* Re: [PATCH v3 tip/core/rcu 40/40] rcu: Make non-preemptive schedule be Tasks RCU quiescent state
2017-09-29 10:01 ` Paolo Bonzini
@ 2017-09-29 10:25 ` Boqun Feng
2017-09-29 10:34 ` Peter Zijlstra
2017-09-29 16:36 ` Paul E. McKenney
2 siblings, 0 replies; 7+ messages in thread
From: Boqun Feng @ 2017-09-29 10:25 UTC (permalink / raw)
To: Paolo Bonzini
Cc: Paul E. McKenney, Levin, Alexander (Sasha Levin), Sasha Levin,
linux-kernel@vger.kernel.org List, Ingo Molnar,
jiangshanlai@gmail.com, dipankar@in.ibm.com, Andrew Morton,
Mathieu Desnoyers, Josh Triplett, Thomas Gleixner, Peter Zijlstra,
dhowells@redhat.com, Eric Dumazet, Frédéric Weisbecker,
Oleg Nesterov
[-- Attachment #1: Type: text/plain, Size: 2657 bytes --]

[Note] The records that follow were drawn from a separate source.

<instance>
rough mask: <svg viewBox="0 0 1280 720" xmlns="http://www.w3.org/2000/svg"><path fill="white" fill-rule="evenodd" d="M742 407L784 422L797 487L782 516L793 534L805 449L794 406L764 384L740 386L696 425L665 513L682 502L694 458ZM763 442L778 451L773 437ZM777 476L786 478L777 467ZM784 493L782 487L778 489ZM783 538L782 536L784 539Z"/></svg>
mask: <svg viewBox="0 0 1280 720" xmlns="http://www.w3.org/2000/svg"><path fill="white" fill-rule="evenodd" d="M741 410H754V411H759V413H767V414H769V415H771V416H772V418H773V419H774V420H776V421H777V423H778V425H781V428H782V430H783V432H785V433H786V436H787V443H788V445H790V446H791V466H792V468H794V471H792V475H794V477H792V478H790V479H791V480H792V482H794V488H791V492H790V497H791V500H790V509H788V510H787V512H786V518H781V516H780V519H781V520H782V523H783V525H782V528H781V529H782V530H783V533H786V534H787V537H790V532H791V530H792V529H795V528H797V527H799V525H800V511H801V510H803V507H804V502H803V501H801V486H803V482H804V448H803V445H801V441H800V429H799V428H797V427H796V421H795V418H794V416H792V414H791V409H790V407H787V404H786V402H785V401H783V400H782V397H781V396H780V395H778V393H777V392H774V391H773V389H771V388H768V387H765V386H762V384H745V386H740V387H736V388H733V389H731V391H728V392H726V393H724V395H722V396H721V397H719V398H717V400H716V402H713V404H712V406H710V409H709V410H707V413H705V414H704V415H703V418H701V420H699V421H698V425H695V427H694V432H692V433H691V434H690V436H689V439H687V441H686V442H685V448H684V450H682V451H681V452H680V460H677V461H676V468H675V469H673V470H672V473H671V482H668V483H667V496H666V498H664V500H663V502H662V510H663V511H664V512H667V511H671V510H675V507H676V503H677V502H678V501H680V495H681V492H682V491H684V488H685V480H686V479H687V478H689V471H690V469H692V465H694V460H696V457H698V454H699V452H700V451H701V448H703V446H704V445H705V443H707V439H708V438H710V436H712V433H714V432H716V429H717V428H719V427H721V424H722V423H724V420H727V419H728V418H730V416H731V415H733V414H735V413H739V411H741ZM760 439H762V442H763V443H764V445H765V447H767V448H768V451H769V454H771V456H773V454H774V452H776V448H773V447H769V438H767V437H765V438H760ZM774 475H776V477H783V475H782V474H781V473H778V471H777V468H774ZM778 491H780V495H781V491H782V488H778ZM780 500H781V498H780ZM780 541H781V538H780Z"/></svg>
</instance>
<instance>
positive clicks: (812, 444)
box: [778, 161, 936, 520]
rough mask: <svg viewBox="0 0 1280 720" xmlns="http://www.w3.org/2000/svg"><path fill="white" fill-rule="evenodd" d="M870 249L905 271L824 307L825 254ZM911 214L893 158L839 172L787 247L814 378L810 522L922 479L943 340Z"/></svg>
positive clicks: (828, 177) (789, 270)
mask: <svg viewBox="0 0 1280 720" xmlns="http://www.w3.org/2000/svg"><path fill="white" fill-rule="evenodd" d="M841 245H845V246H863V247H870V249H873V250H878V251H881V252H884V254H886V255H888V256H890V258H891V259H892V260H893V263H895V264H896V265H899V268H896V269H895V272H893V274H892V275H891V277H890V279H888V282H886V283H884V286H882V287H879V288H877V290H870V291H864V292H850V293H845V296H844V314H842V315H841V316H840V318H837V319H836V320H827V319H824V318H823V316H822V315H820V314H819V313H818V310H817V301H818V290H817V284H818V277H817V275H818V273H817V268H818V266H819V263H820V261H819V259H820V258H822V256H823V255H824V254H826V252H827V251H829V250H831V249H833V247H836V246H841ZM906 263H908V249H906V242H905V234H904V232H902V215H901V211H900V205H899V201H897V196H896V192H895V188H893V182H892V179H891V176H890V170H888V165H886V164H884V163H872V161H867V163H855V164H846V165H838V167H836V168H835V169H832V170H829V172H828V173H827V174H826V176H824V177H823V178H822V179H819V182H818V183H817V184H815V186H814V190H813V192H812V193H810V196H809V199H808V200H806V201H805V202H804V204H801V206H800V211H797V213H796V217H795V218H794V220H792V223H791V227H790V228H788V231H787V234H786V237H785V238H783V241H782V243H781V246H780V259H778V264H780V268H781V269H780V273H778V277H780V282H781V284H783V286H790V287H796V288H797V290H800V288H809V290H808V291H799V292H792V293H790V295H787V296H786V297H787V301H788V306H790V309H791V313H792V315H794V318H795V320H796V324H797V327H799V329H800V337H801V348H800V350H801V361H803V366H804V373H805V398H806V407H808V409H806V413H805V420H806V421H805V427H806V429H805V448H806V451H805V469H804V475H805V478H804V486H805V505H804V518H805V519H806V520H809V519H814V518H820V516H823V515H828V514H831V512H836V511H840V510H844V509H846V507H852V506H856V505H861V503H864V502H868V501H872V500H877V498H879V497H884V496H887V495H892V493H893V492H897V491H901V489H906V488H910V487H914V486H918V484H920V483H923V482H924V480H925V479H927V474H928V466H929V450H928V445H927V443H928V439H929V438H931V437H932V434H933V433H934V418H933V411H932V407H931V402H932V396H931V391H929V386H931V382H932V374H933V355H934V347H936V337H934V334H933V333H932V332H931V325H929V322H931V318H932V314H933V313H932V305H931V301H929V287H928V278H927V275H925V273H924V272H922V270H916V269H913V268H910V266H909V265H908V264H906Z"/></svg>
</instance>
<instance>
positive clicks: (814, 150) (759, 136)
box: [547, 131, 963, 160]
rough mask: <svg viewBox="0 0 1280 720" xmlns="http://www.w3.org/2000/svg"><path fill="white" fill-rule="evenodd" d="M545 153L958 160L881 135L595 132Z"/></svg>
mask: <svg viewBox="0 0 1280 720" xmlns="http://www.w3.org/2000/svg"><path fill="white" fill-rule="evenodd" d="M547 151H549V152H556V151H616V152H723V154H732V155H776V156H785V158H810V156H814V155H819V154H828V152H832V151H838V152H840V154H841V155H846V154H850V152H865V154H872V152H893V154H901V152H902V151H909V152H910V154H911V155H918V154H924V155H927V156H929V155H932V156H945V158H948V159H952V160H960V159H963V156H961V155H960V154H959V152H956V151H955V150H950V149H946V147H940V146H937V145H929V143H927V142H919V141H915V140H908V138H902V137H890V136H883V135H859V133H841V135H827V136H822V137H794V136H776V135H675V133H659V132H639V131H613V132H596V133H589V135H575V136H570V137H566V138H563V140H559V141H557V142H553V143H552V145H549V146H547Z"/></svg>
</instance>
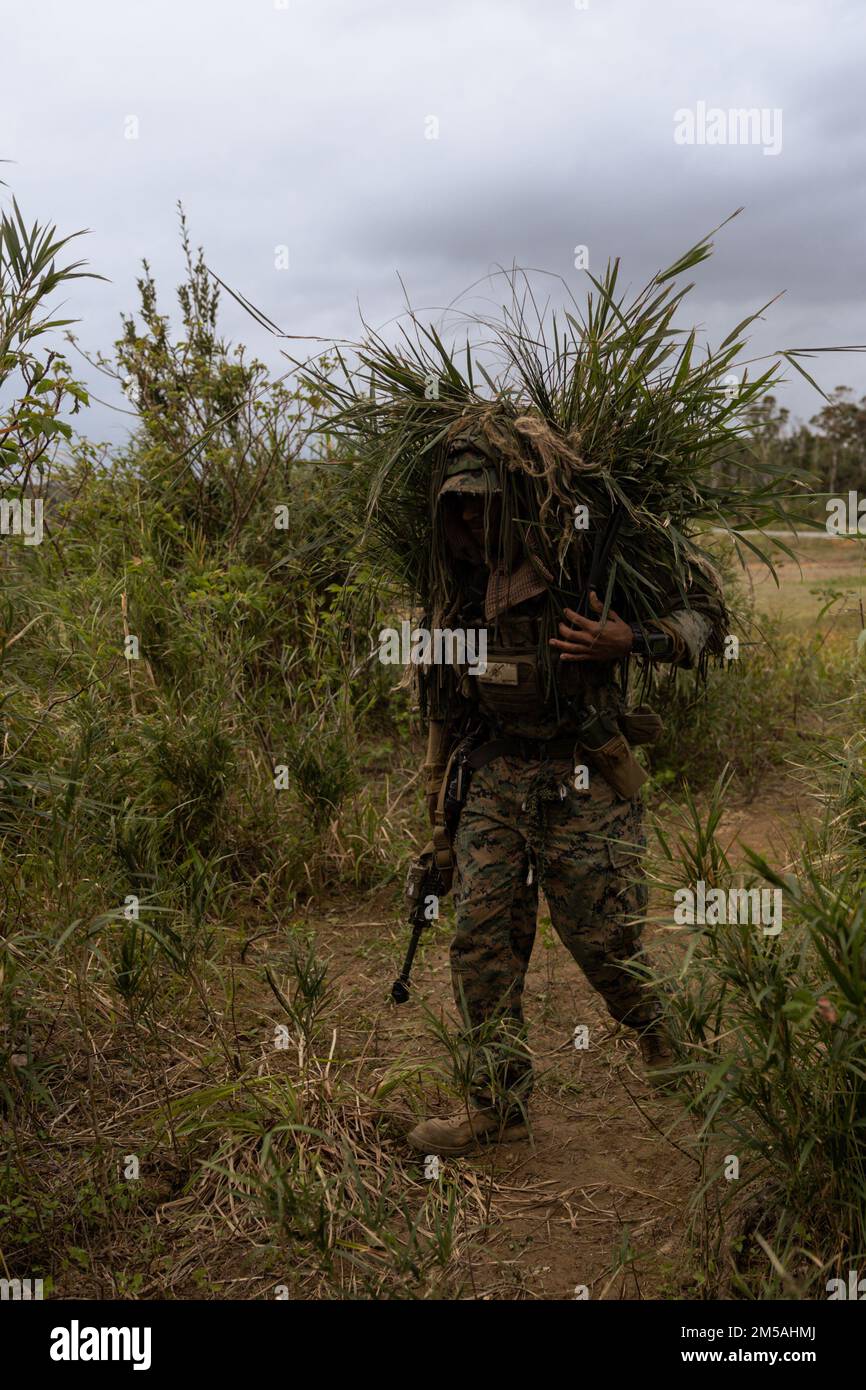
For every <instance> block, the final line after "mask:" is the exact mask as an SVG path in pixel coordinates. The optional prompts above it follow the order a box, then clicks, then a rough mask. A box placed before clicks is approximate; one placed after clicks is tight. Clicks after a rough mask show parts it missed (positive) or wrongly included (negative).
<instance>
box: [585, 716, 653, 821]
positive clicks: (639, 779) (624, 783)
mask: <svg viewBox="0 0 866 1390" xmlns="http://www.w3.org/2000/svg"><path fill="white" fill-rule="evenodd" d="M577 737H578V741H580V745H581V748H582V749H584V752H585V753H587V756H588V759H589V765H591V766H592V767H595V769H596V770H598V771H599V773H601V774H602V777H603V778H605V781H606V783H607V785H609V787H613V790H614V792H616V794H617V796H623V798H624V799H626V801H631V798H632V796H637V794H638V792H639V790H641V787H642V785H644V783H645V781H646V778H648V776H649V773H646V771H645V770H644V769H642V767H641V765H639V762H638V760H637V758H635V756H634V753H632V752H631V748H630V746H628V741H627V739H626V737H624V735H623V734H621V733H620V730H619V728H617V720H616V719H614V717H613V714H610V713H609V712H606V710H602V712H601V713H599V710H596V709H595V706H594V705H589V708H588V709H587V712H585V716H584V719H582V721H581V724H580V727H578V731H577Z"/></svg>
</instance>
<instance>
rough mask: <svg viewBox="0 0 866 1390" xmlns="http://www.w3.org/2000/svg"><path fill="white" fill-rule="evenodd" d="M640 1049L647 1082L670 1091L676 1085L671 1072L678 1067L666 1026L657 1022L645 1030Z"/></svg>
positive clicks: (676, 1061) (642, 1036)
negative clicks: (642, 1060)
mask: <svg viewBox="0 0 866 1390" xmlns="http://www.w3.org/2000/svg"><path fill="white" fill-rule="evenodd" d="M638 1047H639V1048H641V1056H642V1058H644V1074H645V1076H646V1080H648V1081H649V1083H651V1084H652V1086H657V1087H660V1088H662V1090H670V1087H671V1086H673V1084H674V1079H673V1076H670V1070H671V1068H674V1066H676V1065H677V1058H676V1055H674V1049H673V1047H671V1041H670V1034H669V1031H667V1029H666V1027H664V1024H663V1023H660V1022H656V1023H651V1024H649V1026H648V1027H646V1029H644V1031H642V1033H641V1036H639V1037H638Z"/></svg>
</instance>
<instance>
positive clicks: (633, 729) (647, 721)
mask: <svg viewBox="0 0 866 1390" xmlns="http://www.w3.org/2000/svg"><path fill="white" fill-rule="evenodd" d="M619 723H620V728H621V730H623V734H624V735H626V738H627V739H628V742H630V744H631V745H632V746H639V745H641V744H655V742H656V739H657V738H660V737H662V733H663V730H664V724H663V723H662V720H660V717H659V716H657V714H656V712H655V709H651V706H649V705H635V708H634V709H630V710H626V712H624V713H623V714H620V720H619Z"/></svg>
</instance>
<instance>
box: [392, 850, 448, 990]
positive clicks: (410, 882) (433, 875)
mask: <svg viewBox="0 0 866 1390" xmlns="http://www.w3.org/2000/svg"><path fill="white" fill-rule="evenodd" d="M445 892H448V888H446V885H445V883H443V880H442V874H441V872H439V866H438V865H436V860H435V856H434V855H432V852H431V851H430V849H427V851H424V852H423V853H421V855H418V858H417V859H416V860H414V863H413V865H411V866H410V869H409V876H407V878H406V897H407V898H409V903H410V906H409V922H410V924H411V937H410V938H409V949H407V952H406V959H405V960H403V969H402V970H400V973H399V976H398V979H396V980H395V981H393V984H392V986H391V998H392V999H393V1002H395V1004H406V999H407V998H409V976H410V974H411V963H413V960H414V958H416V951H417V949H418V942H420V940H421V933H423V931H424V927H425V926H428V923H430V922H431V917H428V916H427V910H428V902H430V899H431V898H434V899H435V902H436V906H438V902H439V898H441V897H443V895H445ZM434 916H435V913H434Z"/></svg>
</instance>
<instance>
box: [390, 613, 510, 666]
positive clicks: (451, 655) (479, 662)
mask: <svg viewBox="0 0 866 1390" xmlns="http://www.w3.org/2000/svg"><path fill="white" fill-rule="evenodd" d="M378 641H379V646H378V657H379V662H381V663H382V666H468V667H470V669H471V671H473V673H474V674H477V676H484V674H485V671H487V628H484V627H478V628H474V627H470V628H461V627H455V628H450V627H434V628H432V631H431V630H430V628H427V627H413V626H411V623H409V621H406V620H405V621H403V623H400V630H399V631H398V630H396V627H384V628H382V630H381V632H379V639H378Z"/></svg>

On Fri, Sep 29, 2017 at 10:01:24AM +0000, Paolo Bonzini wrote:
> On 29/09/2017 11:30, Boqun Feng wrote:
> > On Thu, Sep 28, 2017 at 04:05:14PM +0000, Paul E. McKenney wrote:
> > [...]
> >>> __schedule+0x201/0x2240 kernel/sched/core.c:3292
> >>> schedule+0x113/0x460 kernel/sched/core.c:3421
> >>> kvm_async_pf_task_wait+0x43f/0x940 arch/x86/kernel/kvm.c:158
> >>
> >> It is kvm_async_pf_task_wait() that calls schedule(), but it carefully
> >> sets state to make that legal. Except...
> >>
> >>> do_async_page_fault+0x72/0x90 arch/x86/kernel/kvm.c:271
> >>> async_page_fault+0x22/0x30 arch/x86/entry/entry_64.S:1069
> >>> RIP: 0010:format_decode+0x240/0x830 lib/vsprintf.c:1996
> >>> RSP: 0018:ffff88003b2df520 EFLAGS: 00010283
> >>> RAX: 000000000000003f RBX: ffffffffb5d1e141 RCX: ffff88003b2df670
> >>> RDX: 0000000000000001 RSI: dffffc0000000000 RDI: ffffffffb5d1e140
> >>> RBP: ffff88003b2df560 R08: dffffc0000000000 R09: 0000000000000000
> >>> R10: ffff88003b2df718 R11: 0000000000000000 R12: ffff88003b2df5d8
> >>> R13: 0000000000000064 R14: ffffffffb5d1e140 R15: 0000000000000000
> >>> vsnprintf+0x173/0x1700 lib/vsprintf.c:2136
> >>
> >> We took a page fault in vsnprintf() while doing link_path_walk(),
> >> which looks to be within an RCU read-side critical section.
> >>
> >> Maybe the page fault confused lockdep?
> >>
> >> Sigh. It is going to be a real pain if all printk()s need to be
> >> outside of RCU read-side critical sections due to the possibility of
> >> page faults...
> >>
> >
> > Does this mean whenever we get a page fault in a RCU read-side critical
> > section, we may hit this?
> >
> > Could we simply avoid to schedule() in kvm_async_pf_task_wait() if the
> > fault process is in a RCU read-side critical section as follow?
> >
> > diff --git a/arch/x86/kernel/kvm.c b/arch/x86/kernel/kvm.c
> > index aa60a08b65b1..291ea13b23d2 100644
> > --- a/arch/x86/kernel/kvm.c
> > +++ b/arch/x86/kernel/kvm.c
> > @@ -140,7 +140,7 @@ void kvm_async_pf_task_wait(u32 token)
> >
> > n.token = token;
> > n.cpu = smp_processor_id();
> > - n.halted = is_idle_task(current) || preempt_count() > 1;
> > + n.halted = is_idle_task(current) || preempt_count() > 1 || rcu_preempt_depth();
> > init_swait_queue_head(&n.wq);
> > hlist_add_head(&n.link, &b->list);
> > raw_spin_unlock(&b->lock);
> >
> > (Add KVM folks and list Cced)
>
> Yes, that would work. Mind to send it as a proper patch?
>
I'd love to ;-) In a minute.
Regards,
Boqun
> Thanks,
>
> Paolo
>
> > Regards,
> > Boqun
> >
> >> Thanx, Paul
> > [...]
> >
>
>
[-- Attachment #2: signature.asc --]
[-- Type: application/pgp-signature, Size: 488 bytes --]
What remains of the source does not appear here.